Minuscule 533
- Text: Gospels †
- Date: 13th century
- Script: Greek
- Now at: University of Michigan
- Size: 16.6 cm by 13.6 cm
- Type: Byzantine text-type
- Category: V
- Note: incomplete marginalia

= Minuscule 533 =

Minuscule 533 (in the Gregory-Aland numbering), ε 256 (in Soden's numbering), is a Greek minuscule manuscript of the New Testament, on a parchment, dated to the 13th century. It was adapted for liturgical use; marginalia are incomplete.

Scrivener labelled it by number 546. The manuscript is lacunose.

== Description ==

The codex contains an incomplete text of the four Gospels on 237 parchment leaves (size ) with some lacunae (Matthew 1:1-9:13; Luke 1:1-15; John 21:1-16). The text is written in one column per page, 20 lines per page.

The text is divided according to the κεφαλαια (chapters), whose numbers are given at the margin, and their τιτλοι (titles of chapters) at the top of the pages. There is also a division according to the smaller Ammonian Sections (in Mark 241 Sections - the last in 16:20), but without references to the Eusebian Canons.

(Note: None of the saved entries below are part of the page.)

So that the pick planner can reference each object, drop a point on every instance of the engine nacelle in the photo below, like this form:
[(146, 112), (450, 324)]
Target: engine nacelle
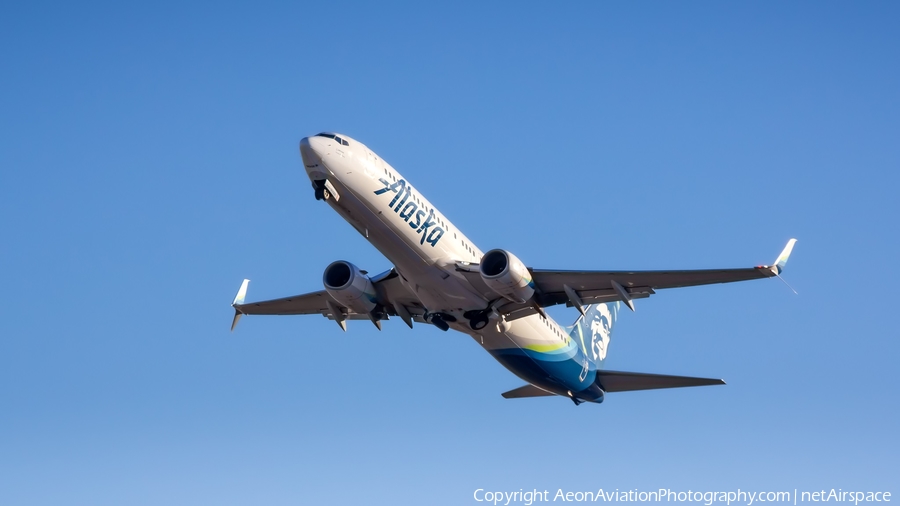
[(349, 286), (506, 275)]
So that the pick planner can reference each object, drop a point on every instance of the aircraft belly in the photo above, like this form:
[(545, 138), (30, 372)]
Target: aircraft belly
[(532, 352)]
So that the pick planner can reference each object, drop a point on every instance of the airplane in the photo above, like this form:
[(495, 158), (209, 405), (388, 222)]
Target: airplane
[(442, 278)]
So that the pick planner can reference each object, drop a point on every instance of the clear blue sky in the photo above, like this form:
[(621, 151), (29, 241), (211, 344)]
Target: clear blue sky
[(149, 162)]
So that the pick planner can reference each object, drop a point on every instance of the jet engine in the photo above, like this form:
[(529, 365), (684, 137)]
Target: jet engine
[(505, 274), (351, 288)]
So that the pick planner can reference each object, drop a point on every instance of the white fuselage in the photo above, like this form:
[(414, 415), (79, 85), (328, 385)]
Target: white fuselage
[(425, 259)]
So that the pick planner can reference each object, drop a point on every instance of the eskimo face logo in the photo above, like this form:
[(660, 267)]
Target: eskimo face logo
[(410, 212), (600, 331)]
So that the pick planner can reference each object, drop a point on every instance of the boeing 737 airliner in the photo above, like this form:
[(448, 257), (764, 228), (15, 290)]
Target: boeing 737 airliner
[(440, 277)]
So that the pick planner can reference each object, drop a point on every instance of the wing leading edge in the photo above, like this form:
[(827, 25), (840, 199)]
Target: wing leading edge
[(617, 381), (391, 294), (575, 288)]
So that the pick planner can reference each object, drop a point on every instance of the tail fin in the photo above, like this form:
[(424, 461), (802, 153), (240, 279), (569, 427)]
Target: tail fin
[(593, 331)]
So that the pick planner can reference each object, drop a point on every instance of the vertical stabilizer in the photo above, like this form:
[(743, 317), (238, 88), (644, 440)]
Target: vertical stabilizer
[(593, 330)]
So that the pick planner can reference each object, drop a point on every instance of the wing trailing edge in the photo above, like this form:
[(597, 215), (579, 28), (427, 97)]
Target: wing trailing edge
[(526, 391), (617, 381)]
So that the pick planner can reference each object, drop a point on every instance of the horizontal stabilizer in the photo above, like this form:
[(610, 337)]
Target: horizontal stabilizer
[(616, 381), (526, 391)]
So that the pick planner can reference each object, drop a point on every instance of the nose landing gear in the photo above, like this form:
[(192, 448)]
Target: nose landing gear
[(321, 192)]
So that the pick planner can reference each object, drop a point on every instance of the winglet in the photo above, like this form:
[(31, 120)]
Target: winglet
[(239, 298), (782, 258)]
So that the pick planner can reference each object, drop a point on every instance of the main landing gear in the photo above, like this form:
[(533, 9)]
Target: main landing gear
[(440, 320), (477, 319)]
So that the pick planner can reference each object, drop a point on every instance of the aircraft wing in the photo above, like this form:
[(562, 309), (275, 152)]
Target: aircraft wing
[(577, 288), (390, 292)]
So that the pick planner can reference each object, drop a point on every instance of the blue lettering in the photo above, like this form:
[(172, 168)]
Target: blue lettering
[(387, 186), (428, 222), (418, 222), (403, 200), (435, 236), (408, 211), (401, 185)]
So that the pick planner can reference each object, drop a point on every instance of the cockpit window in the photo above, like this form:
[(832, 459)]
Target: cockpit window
[(332, 136)]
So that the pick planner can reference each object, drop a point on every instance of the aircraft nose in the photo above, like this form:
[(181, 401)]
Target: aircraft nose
[(313, 151)]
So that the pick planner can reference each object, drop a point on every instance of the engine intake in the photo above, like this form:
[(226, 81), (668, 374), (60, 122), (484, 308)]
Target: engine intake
[(506, 275), (351, 288)]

The tables of the κεφαλαια (tables of contents) are placed before each Gospel. It contains lectionary markings at the margin (for liturgical use), incipits, and iambic verses.

== Text ==

The Greek text of the codex is a representative of the Byzantine text-type. Hermann von Soden classified it to the textual family K^{x}. Aland placed it in Category V.

According to the Claremont Profile Method it represents textual cluster 121 in Luke 1 (fragmentary), Luke 10, and Luke 20. Wisse did not assign cluster 121 to the family K^{x}.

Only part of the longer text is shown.